ズームからリアルの職場へ。
そういう動きが進むアメリカで、それにしても仕事ってなんだろう、と考える魅力的なエッセイがウェブサイトに載っています。穏やかな語り口の、でも過激な寄稿のポイントを紹介しましょう(The Future of Work Should Mean Working Less. By Jonathan Malesic. Sep. 24, 2021, The New York Times)。

書いたのはジョナサン・マレシック博士。宗教学者のライター、寿司職人、かつ駐車場管理人だそうです。プロフィールからして世捨て人風ですね。
博士は、私たちはただ仕事をするだけの存在ではないと、次のようにいいます。
・・・週40時間の労働は、絶え間ない緊張と不満と燃えつきの源泉だ。そういう職場にもどる前に働くことの意味を考えよう。自分の仕事は、自分の人生にどのようにあてはまるのか。

・・・こう考えてみたらどうだろう。誰にもみな、ベーシックインカムと住居と保健医療があること。失業することなく退職が可能で、障害があっても、誰かを支援していてもふつうでまっとうな暮らしができること。できないことではない。パンデミックで数百万人が一気に仕事を失ったのに、彼らの尊厳は失われなかった。
・・・働かなくても、人には尊厳がある。カトリックは過去130年、こう教えてきた。雇用者が求める仕事をするのではなく、労働者が自分にふさわしい仕事をすればよいと。1891年に法王レオ8世は書いている。労働条件は労働時間もふくめ、働くものに適していなければならない、きつい労働は短縮すべきだと。れわれは、看護師をはじめ厳しい労働に従事する人びとに、8時間も働かなくていいといおうではないか。
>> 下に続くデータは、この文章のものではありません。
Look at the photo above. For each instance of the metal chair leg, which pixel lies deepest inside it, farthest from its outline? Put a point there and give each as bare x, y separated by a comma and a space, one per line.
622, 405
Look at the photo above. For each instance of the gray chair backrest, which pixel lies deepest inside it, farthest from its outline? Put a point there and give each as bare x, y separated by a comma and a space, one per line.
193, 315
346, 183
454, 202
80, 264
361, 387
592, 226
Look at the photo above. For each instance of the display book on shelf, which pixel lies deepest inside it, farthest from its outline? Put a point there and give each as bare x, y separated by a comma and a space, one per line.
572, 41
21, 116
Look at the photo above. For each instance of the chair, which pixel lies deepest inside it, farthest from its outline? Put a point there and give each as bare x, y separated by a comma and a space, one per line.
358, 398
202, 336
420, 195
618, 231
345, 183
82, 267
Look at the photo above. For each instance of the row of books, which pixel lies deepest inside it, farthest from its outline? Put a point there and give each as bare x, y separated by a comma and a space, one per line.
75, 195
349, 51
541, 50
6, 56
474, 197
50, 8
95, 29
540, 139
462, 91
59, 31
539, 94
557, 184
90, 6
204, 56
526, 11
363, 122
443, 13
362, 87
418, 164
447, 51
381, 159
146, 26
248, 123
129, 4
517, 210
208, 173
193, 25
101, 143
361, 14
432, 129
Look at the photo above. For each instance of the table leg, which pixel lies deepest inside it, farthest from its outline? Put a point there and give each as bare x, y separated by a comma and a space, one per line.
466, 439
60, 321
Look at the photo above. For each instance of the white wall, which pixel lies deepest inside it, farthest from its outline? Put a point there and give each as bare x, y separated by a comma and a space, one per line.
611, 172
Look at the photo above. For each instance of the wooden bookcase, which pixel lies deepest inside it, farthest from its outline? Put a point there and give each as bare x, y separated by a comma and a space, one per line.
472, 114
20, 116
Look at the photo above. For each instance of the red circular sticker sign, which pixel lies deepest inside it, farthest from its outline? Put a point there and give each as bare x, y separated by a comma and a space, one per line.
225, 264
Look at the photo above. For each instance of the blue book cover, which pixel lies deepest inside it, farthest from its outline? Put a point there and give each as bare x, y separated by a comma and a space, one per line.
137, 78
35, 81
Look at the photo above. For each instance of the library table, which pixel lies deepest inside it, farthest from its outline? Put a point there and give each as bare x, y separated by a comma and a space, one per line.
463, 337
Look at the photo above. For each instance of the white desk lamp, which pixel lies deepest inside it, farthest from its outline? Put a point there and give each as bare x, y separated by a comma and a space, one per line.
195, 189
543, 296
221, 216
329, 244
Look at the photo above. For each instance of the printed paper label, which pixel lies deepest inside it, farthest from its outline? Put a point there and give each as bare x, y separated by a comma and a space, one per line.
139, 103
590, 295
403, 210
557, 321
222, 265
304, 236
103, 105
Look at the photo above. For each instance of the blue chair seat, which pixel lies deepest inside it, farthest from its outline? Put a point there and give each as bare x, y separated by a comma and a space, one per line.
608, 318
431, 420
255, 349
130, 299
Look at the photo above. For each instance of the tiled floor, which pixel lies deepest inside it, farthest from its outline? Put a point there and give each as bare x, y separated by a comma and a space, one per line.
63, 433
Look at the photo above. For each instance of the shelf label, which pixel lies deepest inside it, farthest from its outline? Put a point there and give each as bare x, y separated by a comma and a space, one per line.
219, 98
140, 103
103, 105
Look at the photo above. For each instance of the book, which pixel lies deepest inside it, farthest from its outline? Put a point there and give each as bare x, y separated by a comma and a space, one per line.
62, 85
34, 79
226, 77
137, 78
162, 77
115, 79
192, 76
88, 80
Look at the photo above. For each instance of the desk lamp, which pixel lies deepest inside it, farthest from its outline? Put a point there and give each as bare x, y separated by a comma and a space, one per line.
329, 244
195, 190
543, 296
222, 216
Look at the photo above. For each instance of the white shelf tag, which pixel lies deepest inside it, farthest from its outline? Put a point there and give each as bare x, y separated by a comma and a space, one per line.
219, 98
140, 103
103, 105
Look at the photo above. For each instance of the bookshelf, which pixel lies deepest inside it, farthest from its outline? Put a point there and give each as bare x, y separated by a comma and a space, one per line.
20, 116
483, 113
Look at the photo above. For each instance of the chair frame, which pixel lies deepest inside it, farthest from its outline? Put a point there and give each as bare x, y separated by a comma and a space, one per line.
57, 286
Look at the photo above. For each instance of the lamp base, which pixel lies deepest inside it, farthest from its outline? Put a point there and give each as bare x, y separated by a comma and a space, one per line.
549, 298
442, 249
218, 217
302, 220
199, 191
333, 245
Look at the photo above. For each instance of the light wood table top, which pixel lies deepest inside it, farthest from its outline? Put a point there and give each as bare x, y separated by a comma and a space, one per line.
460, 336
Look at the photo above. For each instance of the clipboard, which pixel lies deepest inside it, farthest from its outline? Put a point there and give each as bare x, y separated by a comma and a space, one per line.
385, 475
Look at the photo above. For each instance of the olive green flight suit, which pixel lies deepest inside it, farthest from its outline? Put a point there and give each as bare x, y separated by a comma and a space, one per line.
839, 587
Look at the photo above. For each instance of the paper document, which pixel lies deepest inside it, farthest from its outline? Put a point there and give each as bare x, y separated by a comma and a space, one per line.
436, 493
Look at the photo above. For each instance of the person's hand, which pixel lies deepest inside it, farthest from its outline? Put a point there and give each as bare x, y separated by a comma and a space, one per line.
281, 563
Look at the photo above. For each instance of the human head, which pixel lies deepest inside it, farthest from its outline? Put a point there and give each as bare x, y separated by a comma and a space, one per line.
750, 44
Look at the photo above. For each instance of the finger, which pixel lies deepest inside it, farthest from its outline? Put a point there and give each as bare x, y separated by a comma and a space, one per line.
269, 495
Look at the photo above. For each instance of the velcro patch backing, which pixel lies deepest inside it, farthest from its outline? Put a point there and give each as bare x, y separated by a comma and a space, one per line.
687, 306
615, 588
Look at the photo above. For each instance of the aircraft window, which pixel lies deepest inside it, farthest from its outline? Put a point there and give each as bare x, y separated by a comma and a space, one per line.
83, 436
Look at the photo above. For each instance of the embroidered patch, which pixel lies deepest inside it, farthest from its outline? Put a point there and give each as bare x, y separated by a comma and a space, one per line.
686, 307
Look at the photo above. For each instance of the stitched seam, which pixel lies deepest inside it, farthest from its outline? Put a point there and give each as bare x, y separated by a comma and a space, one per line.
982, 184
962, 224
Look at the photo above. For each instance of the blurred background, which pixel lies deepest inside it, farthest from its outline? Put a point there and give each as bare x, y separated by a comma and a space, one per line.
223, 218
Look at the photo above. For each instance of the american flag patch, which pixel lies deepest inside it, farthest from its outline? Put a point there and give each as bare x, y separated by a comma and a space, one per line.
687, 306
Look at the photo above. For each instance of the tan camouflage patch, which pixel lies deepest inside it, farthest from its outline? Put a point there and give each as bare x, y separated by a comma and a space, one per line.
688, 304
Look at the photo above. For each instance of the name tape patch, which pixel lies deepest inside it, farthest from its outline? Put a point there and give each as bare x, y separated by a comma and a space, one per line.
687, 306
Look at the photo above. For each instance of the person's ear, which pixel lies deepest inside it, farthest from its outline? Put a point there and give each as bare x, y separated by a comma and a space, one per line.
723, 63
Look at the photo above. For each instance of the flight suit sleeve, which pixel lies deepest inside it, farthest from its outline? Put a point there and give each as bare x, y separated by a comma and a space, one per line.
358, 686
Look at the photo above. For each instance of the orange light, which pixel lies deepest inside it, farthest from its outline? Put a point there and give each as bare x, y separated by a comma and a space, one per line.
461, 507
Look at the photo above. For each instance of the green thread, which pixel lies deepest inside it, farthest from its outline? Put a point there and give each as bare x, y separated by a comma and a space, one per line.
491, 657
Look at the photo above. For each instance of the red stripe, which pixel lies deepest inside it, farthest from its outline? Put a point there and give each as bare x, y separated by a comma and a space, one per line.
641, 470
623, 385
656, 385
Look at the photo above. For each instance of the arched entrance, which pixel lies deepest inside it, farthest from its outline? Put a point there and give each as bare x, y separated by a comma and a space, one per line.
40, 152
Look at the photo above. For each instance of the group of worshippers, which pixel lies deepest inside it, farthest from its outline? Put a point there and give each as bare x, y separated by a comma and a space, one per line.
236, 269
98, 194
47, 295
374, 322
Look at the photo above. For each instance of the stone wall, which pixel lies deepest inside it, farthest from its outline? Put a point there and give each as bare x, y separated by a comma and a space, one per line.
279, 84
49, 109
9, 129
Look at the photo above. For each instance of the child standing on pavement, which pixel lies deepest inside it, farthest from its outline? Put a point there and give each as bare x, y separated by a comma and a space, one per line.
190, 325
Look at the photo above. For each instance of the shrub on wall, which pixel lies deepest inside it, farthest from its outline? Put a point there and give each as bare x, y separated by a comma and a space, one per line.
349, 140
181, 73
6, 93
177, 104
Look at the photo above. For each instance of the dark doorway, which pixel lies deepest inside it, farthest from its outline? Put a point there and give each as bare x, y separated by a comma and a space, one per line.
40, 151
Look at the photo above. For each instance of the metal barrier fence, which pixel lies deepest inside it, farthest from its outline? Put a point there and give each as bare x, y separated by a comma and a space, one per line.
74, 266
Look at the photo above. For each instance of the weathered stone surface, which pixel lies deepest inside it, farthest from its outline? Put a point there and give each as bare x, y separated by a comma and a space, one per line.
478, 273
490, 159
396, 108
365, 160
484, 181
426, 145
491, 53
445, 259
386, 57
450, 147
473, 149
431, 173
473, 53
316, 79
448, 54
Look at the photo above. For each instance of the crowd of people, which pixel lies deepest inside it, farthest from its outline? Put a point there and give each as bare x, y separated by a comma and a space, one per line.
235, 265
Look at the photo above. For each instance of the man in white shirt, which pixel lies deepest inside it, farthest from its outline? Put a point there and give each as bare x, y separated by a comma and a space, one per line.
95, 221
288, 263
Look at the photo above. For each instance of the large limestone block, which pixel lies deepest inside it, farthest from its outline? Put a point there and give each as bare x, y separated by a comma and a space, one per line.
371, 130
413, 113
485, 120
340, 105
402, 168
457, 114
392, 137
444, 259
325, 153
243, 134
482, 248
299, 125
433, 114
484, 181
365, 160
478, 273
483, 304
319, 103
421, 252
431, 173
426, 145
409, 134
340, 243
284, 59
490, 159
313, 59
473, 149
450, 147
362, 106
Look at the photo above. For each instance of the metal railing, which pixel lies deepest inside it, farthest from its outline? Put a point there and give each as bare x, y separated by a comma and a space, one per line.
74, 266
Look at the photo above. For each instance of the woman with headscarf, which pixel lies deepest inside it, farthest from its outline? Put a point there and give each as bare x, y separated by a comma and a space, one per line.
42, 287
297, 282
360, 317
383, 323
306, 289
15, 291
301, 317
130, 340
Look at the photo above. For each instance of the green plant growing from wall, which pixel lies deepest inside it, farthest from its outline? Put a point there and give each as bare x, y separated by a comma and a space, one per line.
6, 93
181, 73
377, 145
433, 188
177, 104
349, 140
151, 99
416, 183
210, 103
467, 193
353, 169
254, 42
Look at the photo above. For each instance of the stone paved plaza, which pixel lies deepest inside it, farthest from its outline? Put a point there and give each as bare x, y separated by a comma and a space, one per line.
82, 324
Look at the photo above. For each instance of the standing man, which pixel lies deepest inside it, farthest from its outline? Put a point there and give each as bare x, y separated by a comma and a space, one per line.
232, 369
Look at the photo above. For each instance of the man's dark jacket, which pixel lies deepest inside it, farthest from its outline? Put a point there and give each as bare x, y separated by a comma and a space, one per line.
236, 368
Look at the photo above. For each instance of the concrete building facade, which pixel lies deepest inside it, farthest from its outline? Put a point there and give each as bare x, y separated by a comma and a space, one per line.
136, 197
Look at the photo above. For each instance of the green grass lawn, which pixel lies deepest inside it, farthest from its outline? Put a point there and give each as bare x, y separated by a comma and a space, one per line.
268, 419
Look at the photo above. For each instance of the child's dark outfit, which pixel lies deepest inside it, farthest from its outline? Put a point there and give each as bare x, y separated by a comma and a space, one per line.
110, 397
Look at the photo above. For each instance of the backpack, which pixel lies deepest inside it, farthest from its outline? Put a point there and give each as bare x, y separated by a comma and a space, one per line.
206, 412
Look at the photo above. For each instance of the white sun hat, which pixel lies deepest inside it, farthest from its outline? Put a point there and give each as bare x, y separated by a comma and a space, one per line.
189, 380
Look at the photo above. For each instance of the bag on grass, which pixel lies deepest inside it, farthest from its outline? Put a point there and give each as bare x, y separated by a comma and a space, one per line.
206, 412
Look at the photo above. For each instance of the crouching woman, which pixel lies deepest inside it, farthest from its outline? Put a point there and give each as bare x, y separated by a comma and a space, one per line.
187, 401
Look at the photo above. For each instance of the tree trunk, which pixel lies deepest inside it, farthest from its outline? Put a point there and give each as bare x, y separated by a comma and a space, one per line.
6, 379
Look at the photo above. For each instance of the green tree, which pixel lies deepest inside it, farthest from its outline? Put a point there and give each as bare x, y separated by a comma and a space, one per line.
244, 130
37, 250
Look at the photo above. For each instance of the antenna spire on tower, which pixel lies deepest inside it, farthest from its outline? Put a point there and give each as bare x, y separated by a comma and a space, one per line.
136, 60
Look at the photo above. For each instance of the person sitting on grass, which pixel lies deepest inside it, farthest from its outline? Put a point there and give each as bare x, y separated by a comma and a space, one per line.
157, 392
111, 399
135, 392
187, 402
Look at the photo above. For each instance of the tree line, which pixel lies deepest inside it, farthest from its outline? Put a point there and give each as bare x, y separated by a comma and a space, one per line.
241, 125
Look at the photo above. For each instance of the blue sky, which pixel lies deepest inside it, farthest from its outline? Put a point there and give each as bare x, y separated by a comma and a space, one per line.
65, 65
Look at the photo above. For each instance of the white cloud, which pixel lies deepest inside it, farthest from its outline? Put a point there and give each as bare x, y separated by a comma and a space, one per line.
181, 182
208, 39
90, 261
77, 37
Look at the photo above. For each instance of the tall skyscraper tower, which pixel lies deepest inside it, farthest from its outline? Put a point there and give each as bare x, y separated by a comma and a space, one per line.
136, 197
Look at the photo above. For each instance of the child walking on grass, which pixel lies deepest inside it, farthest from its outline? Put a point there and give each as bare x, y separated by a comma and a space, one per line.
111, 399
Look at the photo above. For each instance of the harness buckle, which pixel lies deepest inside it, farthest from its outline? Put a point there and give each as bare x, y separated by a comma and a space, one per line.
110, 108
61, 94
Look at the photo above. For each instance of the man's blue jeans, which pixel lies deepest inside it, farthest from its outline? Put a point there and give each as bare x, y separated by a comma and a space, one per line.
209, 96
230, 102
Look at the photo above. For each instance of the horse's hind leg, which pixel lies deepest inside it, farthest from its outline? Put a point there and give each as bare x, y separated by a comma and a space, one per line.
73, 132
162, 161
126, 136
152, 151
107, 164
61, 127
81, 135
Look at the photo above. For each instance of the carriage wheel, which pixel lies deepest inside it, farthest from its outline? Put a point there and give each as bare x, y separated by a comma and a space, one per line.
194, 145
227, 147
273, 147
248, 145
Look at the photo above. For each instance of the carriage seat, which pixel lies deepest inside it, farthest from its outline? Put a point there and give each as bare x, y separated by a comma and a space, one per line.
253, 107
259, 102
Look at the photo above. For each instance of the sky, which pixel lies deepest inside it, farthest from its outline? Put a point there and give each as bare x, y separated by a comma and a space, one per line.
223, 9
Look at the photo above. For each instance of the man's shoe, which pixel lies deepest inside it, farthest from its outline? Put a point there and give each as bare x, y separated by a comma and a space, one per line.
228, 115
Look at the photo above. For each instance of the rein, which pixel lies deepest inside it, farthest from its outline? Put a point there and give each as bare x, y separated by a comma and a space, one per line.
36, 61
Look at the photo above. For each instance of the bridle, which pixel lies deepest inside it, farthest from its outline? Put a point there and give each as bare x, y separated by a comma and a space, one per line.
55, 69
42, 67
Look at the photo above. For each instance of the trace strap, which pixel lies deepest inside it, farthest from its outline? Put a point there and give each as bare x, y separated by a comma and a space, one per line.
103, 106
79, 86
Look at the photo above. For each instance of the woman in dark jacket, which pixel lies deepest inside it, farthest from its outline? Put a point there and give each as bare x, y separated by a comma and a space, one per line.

・・・デューク大学のマルクス主義フェミニスト、キャシー・ウィークス教授もいっている。「上司や仲間、顧客が求める圧力で私たちは燃えつき、希望を失う」。賃金を減らすことなく、労働時間を6時間にするべきだと彼女は提案している。
・・・われわれに必要なのは、尊厳、思いやり、楽しみ、それに連帯だ。あなたにとってよいことは、わたしのよいこととつながっている。私が働きすぎれば、あなたも燃えつきるだろう・・・

というふうな枠組みで、仕事ってものを考えてみましょうというんですね。
ぜーんぶ、夢みたいな主張。
でもこの世の中のどこかで誰かが、折りにふれ、こういう夢を語っていてほしいです。